Two months ago in Forbes, behavioral statistician Joseph Folkman studied on-the-job coaching and reported the following:
"Writing skills are a silver bullet. Strong writing advances every aspect of business — from effective problem solving to clear analysis, inspiring leadership, cooperative teamwork, and effective customer and client support. Coach employees to become better writers, and their general work is bound to improve."
Natasha Terk, Managing Director, Advanced Communication Designs
- Over 60% of new hires who “are thinking about quitting” jobs have supervisors who are not good coaches (contrasted with only 22% who think of quitting although their supervisors are excellent coaches)
- There’s a precise correlation between these two statements:
- “Overall, I feel that my supervisor is doing a good job”
- “I receive the needed coaching and feedback about my experience”
“Writing skills are a silver bullet,” says Natasha Terk, Managing Director of consulting firm Advanced Communication Designs and author of The Write It Well Series on Business Communication. The firm offers the professional world coaching services, customized trainings, and train-the-trainer kits on a full range of communication skills.
Terk says, “Strong writing advances every aspect of business — from effective problem solving to clear analysis, inspiring leadership, cooperative teamwork, and effective customer and client support.
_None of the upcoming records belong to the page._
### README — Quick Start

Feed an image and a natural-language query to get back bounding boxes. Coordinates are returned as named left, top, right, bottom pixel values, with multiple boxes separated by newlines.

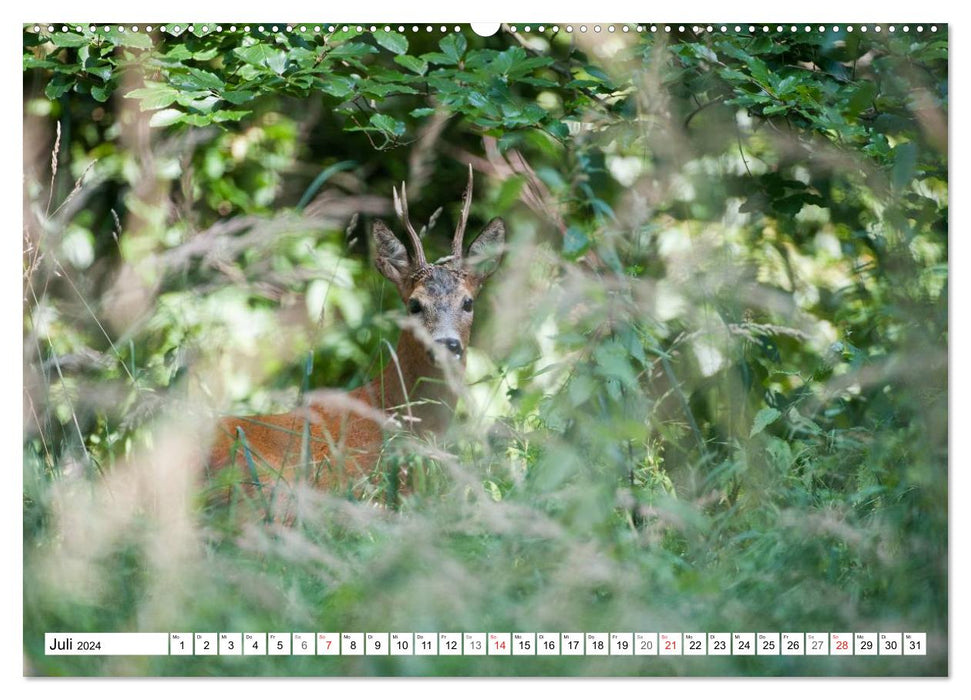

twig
left=44, top=121, right=61, bottom=216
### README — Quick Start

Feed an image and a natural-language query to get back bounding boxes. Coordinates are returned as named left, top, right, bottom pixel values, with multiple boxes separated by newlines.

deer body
left=209, top=172, right=505, bottom=504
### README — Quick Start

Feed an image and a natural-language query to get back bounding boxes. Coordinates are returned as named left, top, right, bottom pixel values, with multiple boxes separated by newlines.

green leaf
left=186, top=68, right=226, bottom=90
left=438, top=34, right=468, bottom=63
left=893, top=142, right=917, bottom=190
left=108, top=32, right=152, bottom=49
left=372, top=31, right=408, bottom=54
left=219, top=90, right=256, bottom=105
left=233, top=44, right=287, bottom=75
left=44, top=73, right=74, bottom=100
left=148, top=109, right=186, bottom=126
left=748, top=406, right=782, bottom=437
left=563, top=226, right=590, bottom=260
left=394, top=54, right=428, bottom=75
left=319, top=75, right=356, bottom=98
left=368, top=114, right=405, bottom=136
left=91, top=85, right=112, bottom=102
left=51, top=32, right=91, bottom=47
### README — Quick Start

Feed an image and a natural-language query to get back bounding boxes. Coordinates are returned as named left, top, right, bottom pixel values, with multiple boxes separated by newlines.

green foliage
left=23, top=25, right=948, bottom=675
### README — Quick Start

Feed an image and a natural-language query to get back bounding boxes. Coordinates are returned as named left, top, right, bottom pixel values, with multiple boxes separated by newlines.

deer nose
left=435, top=338, right=462, bottom=357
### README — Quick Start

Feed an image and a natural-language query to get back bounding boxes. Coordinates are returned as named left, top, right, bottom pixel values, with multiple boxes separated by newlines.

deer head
left=372, top=165, right=506, bottom=365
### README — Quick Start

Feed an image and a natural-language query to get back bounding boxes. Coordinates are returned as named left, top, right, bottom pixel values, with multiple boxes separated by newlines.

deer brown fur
left=209, top=167, right=505, bottom=504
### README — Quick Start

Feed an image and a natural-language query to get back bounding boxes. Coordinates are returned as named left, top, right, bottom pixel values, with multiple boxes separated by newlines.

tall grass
left=23, top=24, right=948, bottom=676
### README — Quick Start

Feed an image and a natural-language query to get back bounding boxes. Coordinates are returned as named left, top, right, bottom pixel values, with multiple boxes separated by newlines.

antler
left=392, top=179, right=428, bottom=269
left=452, top=163, right=472, bottom=262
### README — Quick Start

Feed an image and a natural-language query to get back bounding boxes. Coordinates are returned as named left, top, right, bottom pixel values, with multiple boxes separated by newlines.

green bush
left=23, top=25, right=948, bottom=675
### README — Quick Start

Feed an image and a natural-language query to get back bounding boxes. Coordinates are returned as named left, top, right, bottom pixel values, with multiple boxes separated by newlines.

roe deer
left=209, top=165, right=505, bottom=506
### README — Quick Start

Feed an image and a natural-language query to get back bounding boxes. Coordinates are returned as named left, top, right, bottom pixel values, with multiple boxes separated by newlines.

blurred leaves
left=23, top=25, right=949, bottom=675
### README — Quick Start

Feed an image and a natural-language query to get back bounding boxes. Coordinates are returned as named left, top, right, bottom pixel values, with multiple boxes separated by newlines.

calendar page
left=22, top=6, right=949, bottom=678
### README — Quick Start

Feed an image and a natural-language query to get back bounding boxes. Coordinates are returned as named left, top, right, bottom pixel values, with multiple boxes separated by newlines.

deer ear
left=465, top=218, right=506, bottom=285
left=371, top=220, right=411, bottom=291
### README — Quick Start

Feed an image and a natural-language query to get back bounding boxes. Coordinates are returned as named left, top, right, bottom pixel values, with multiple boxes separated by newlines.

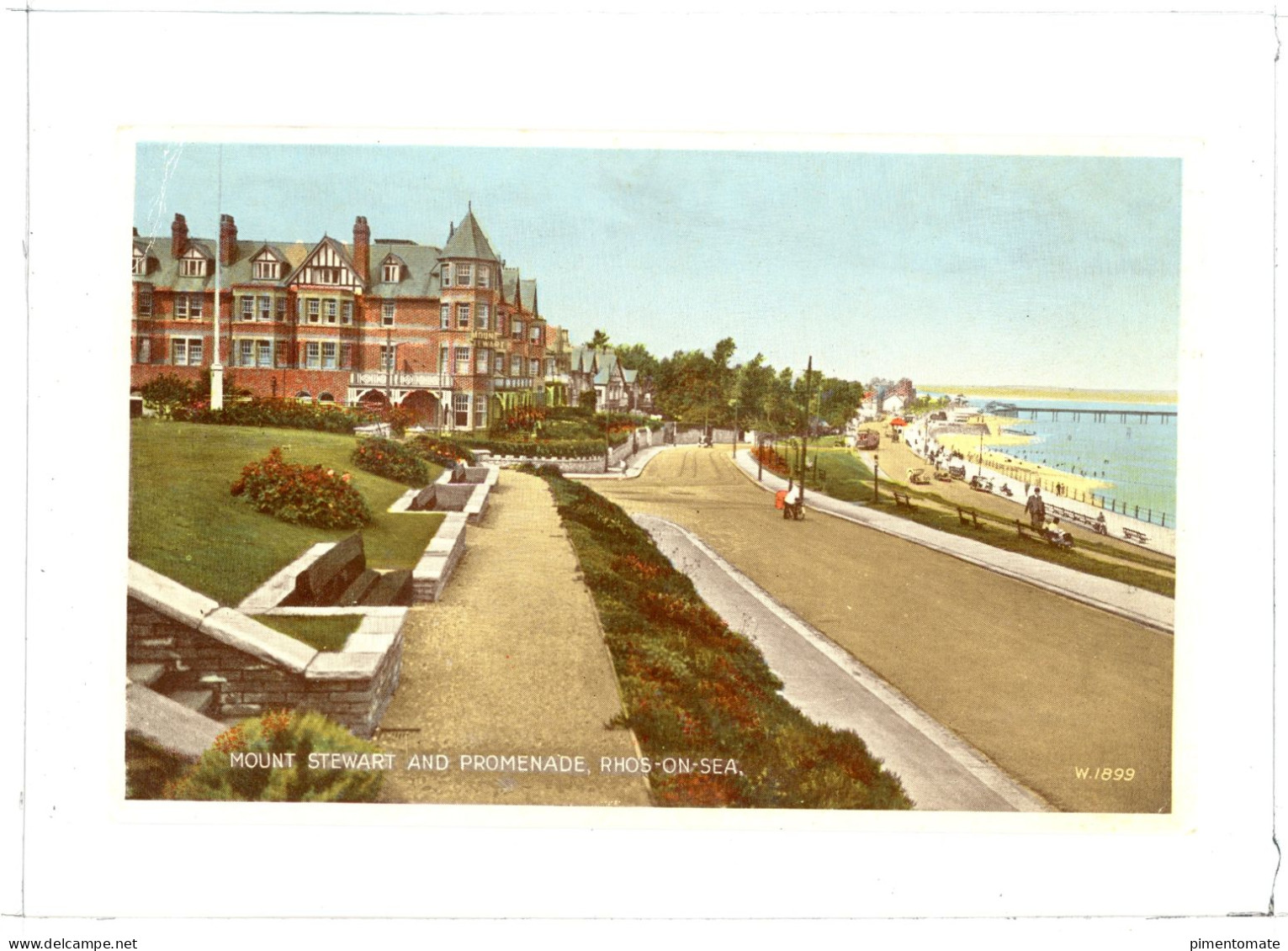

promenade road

Coach employees to become better writers, and their general work is bound to improve.”
Folkman and Jack Zenger emphasized in the Harvard Business Review last year that “talented individuals are more inclined to stay with organizations when they feel they are progressing.” Writing skills transfer across any job — fueling career progress even for people who change fields.
Terk offers these five tips for managers who need their employees to focus their internal email-writing skills, or to use their external writing to project a more polished image of the organization:
- Remember that writing can feel personal — even in a business context. “Don’t focus more on an impersonal grammar rule than on your employee’s reactions,” Terk says. “Stay constructive, and show faith in people’s ability to grow.”
- Start your feedback by acknowledging something positive. “Maybe they’ve assembled all the right facts, although a different order might work better. Or maybe they’ve settled on exactly the right idea and just need some tips on concise writing. Start with the positive before introducing a new technique.”
- Ask open-ended questions about your employee’s writing purpose. Terk suggests asking, for instance, “With this particular memo, is there a key topic you wanted to simply inform readers about? Or was your purpose to persuade readers to take action instead?”
- Provide specific feedback with examples — not vague comments about trying a different approach. “Asking people to analyze a specific paragraph is much less intimidating than suggesting their whole writing strategy ‘needs work.’”
- Focus on planning and writing processes that employees can modify and replicate. “Take email subject lines,” Terk says. “You could show employees how to include a persuasive call to action in the subject line of one email they wrote last week. Then you could ask them to repeat the process for the last five persuasive emails they sent out.”
Managers can use Terk’s workbooks to model effective communication and to coach their employees. The seven books in The Write It Well Series on Business Communication include writing exercises with suggested answers, and the firm also coaches and trains managers directly on ways to improve their own writing skills.
“Better writing will save time and improve results every day,” Terk says. “Reliable writing skills prevent misunderstandings and help an employee provide just the info or persuasive ideas that everyone benefits from.”
These outcomes guarantee a solid ROI for the time and effort managers invest into coaching employees to grow as on-the-job writers.